Ordulf kribbelte es seltsam in der Magengrube. Er musste sich räuspern, bevor er eine verständliche Antwort zustande brachte. „Keine Ahnung“, stieß er gedrückt hervor.
„Ob sie einen Schildwall bilden? Oder vielleicht sogar Wall und Graben ausgehoben haben?“, fragte Thiadmar weiter, doch auch Ordulf wusste keine Antwort.
Der Feind blieb hinter den letzten Bäumen verborgen. Es erschien Ordulf, als verstriche eine Ewigkeit, bis Hengist zurückkehrte.
„Die Pikten stehen quer über das gesamte Tal verteilt in loser Schlachtordnung“, berichtete er. „Sie scheinen sich ihrer Sache sehr sicher zu sein. Vermutlich glauben sie nicht, dass wir es wagen, sie anzugreifen.“ Ein breites Grinsen spaltete seinen Bart und seine Augen funkelten hinter den dunklen Eisenringen des Helmes. „Legt euer Gepäck ab. Sobald mein Horn erschallt, greifen wir an. Lauft so schnell ihr könnt und schaut nicht zurück! Du dort und du, ihr überbringt meine Befehle Willerich und Horsa.“
Ordulf warf sein Gepäck von der Schulter. Wie leicht er sich auf einmal fühlte. Hastig griff er mit der Linken in die Schlaufen seines eisenbeschlagenen Schildes.

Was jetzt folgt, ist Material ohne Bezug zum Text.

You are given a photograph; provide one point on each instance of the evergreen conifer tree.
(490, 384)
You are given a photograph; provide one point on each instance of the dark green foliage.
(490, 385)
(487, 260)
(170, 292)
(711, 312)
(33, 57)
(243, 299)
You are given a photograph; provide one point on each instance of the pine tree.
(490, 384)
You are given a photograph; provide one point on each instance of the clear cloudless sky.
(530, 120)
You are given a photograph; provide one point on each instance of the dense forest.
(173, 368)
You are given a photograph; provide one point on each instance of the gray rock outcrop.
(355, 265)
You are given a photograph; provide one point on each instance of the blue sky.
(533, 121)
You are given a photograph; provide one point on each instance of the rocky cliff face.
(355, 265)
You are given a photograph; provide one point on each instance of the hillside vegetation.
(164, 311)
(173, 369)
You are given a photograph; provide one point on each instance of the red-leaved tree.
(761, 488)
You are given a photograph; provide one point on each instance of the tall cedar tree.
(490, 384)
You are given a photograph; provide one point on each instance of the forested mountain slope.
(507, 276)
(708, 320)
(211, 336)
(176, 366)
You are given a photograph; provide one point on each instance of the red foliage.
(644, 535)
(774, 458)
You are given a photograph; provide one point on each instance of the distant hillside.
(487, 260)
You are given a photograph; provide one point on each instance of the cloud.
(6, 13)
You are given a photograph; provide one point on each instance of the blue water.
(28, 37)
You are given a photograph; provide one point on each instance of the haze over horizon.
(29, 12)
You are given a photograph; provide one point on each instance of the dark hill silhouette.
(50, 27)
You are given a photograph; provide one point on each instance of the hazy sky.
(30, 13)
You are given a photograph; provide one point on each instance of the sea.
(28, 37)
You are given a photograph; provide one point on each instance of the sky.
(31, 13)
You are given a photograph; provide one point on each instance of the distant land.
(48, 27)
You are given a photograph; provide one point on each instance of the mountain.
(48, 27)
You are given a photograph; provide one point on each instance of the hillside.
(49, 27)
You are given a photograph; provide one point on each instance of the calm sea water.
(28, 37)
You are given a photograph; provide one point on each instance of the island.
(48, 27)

Den Sax trug er bereits im Gürtel. Dann fasste er mit der Linken noch einen Speer. Als Ordulf aufsah, saß Hengist schon wieder hoch zu Ross. Die zehn berittenen Krieger seines Keiles formierten sich hinter ihm zum Angriff. Die Fußkämpfer drängten sich dazwischen und dahinter. Ordulfs Blase drückte immer noch, doch dafür war es nun zu spät. Er griff mit der Rechten nach der Mähne von Hengists Pferd. Der schaute kurz zu ihm herunter und nickte grimmig. Die übrigen Fußkämpfer taten es ihm gleich und griffen nach den Mähnen oder den ledernen Steighilfen, die einige der Sachsen an den britannischen Sätteln befestigt hatten.

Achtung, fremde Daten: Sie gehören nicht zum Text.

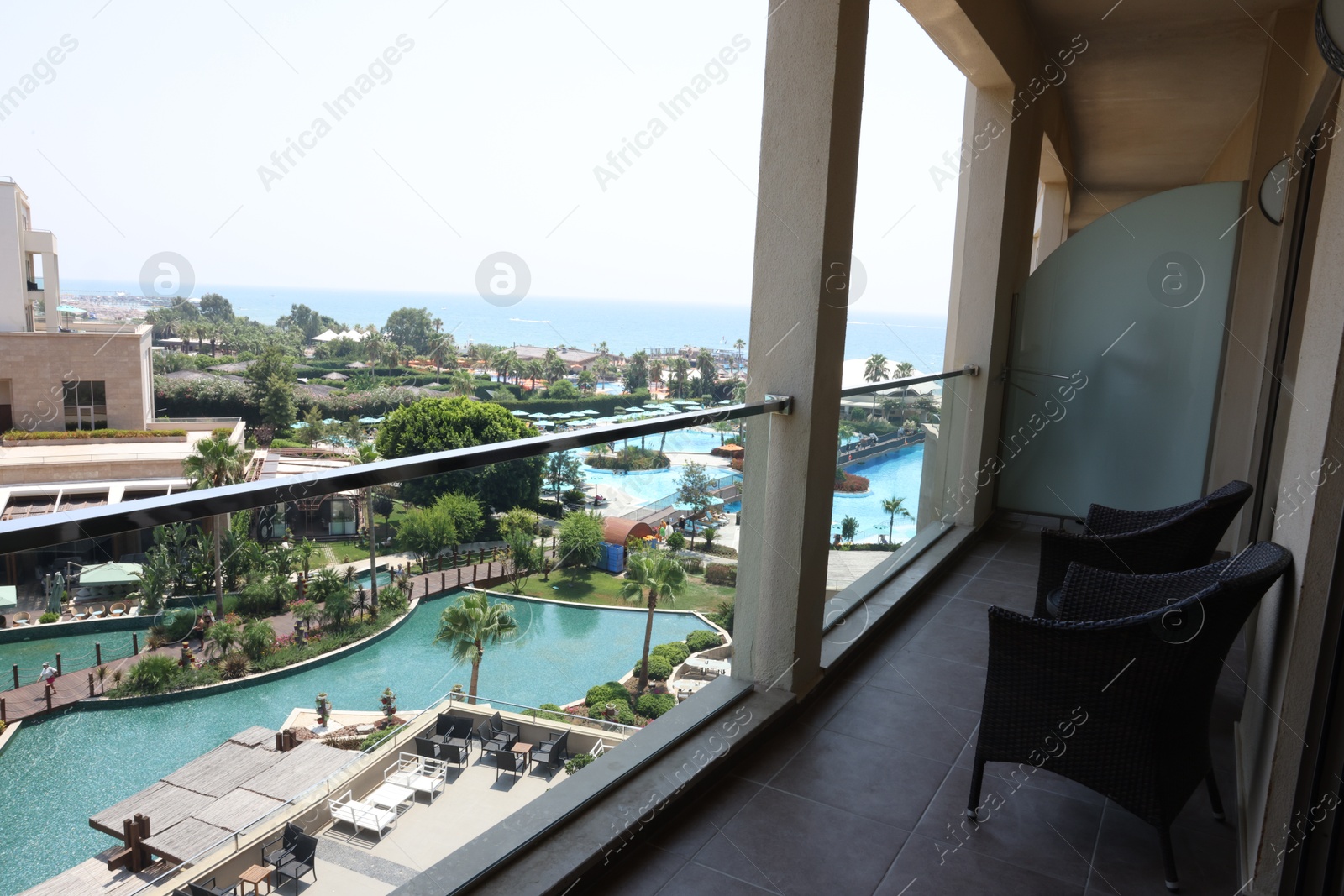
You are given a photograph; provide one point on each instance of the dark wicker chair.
(1139, 542)
(454, 734)
(1117, 694)
(299, 862)
(508, 761)
(553, 752)
(275, 849)
(495, 734)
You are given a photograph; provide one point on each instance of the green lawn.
(595, 586)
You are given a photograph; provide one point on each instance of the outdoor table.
(528, 752)
(390, 797)
(255, 875)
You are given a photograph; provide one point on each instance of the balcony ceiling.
(1160, 86)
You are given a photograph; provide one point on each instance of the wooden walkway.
(31, 700)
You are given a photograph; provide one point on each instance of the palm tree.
(875, 371)
(894, 506)
(213, 464)
(472, 624)
(680, 372)
(664, 579)
(366, 453)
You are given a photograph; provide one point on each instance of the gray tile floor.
(864, 793)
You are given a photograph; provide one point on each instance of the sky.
(479, 130)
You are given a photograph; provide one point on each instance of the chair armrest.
(1090, 594)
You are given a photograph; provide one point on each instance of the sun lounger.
(362, 815)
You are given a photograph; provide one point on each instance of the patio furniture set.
(1122, 656)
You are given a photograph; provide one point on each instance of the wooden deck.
(195, 808)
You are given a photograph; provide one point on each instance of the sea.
(625, 325)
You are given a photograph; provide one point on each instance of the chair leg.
(1214, 799)
(978, 777)
(1164, 837)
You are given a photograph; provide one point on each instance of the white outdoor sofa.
(421, 774)
(362, 815)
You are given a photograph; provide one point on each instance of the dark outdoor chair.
(495, 735)
(553, 752)
(508, 761)
(207, 888)
(1139, 542)
(1117, 694)
(275, 849)
(302, 860)
(454, 736)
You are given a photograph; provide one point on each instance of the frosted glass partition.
(1117, 345)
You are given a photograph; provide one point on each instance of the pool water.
(645, 485)
(895, 474)
(62, 770)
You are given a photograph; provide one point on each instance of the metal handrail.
(92, 523)
(909, 380)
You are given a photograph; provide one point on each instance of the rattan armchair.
(1139, 542)
(1117, 694)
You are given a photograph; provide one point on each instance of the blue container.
(613, 558)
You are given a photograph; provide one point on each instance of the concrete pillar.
(51, 291)
(810, 157)
(1054, 221)
(996, 204)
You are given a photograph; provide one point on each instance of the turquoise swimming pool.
(895, 474)
(60, 772)
(648, 485)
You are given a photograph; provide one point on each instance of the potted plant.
(324, 710)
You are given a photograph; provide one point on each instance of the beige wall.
(38, 363)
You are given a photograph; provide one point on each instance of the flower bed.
(13, 437)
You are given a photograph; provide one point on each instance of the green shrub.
(259, 640)
(235, 665)
(152, 674)
(703, 640)
(609, 692)
(659, 668)
(264, 598)
(578, 762)
(721, 574)
(674, 652)
(652, 705)
(198, 678)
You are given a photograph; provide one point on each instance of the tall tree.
(413, 328)
(215, 463)
(656, 578)
(875, 371)
(894, 506)
(438, 425)
(470, 626)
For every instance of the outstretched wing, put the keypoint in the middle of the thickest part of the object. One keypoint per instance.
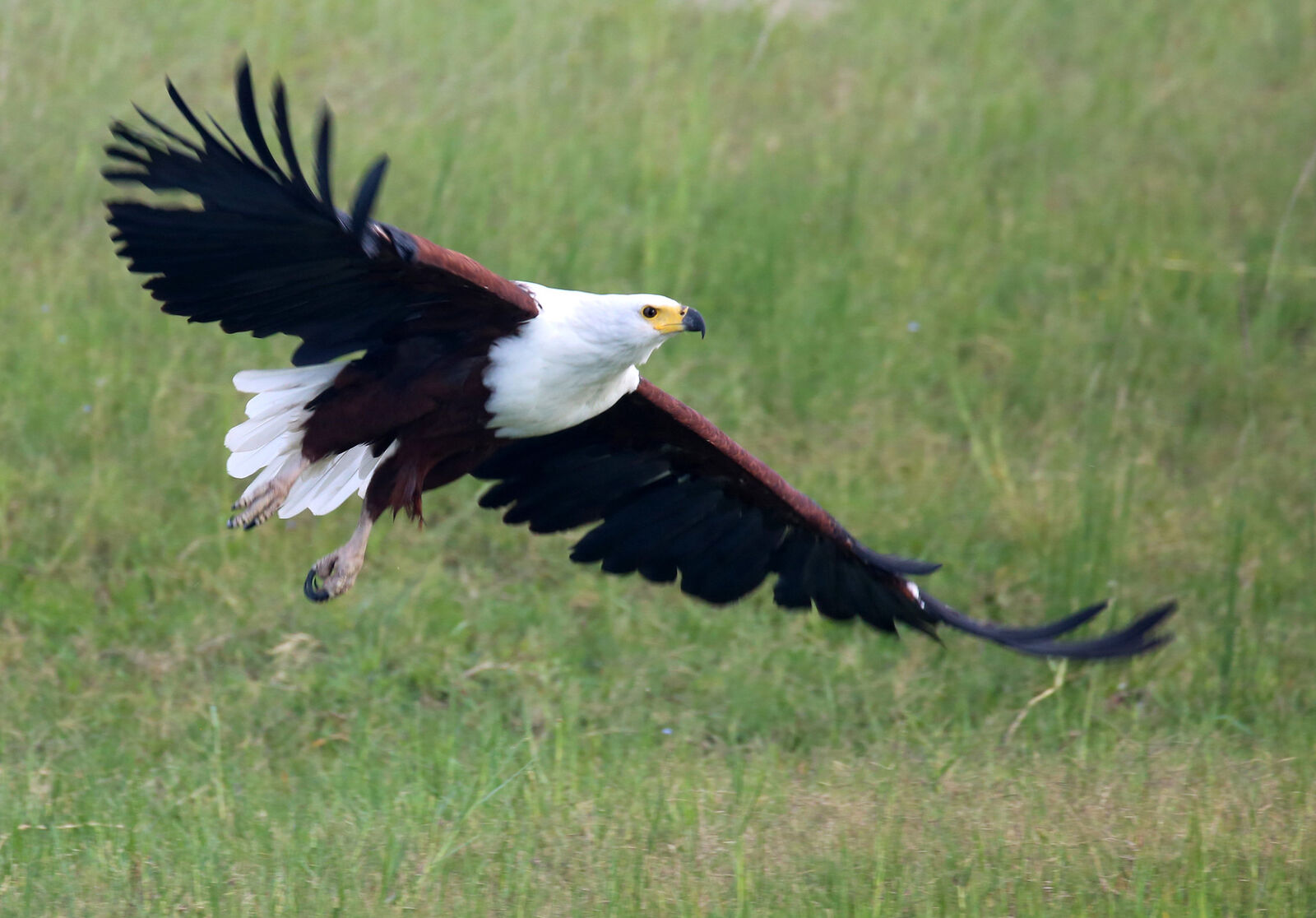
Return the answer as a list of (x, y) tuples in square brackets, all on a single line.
[(267, 253), (675, 494)]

Dann hob Hengist sein Büffelhorn an die Lippen und blies mit voller Kraft hinein. Ein wimmernder Ton drang durch den Wald. Die Reiter stießen ihren Pferden die Hacken in die Flanken und die sächsische Streitmacht brach im vollen Galopp aus dem Wald. Ordulf klammerte sich an der Mähne von Hengists Pony fest, die genauso wild flatterte wie Hengists langes blondes Haar unter dem Helm. Halb sprang Ordulf nebenher, halb riss ihn das Ross mit sich auf die dunkle Reihe halbnackter Feinde zu. Die Zeit war zu kurz, um den Gegner genau in Augenschein zu nehmen, Ordulf musste sich voll darauf konzentrieren, nicht zu stürzen oder den Griff in der Mähne von Hengists Pferd zu verlieren. Mit voller Wucht brachen sie in die Reihen der Pikten ein.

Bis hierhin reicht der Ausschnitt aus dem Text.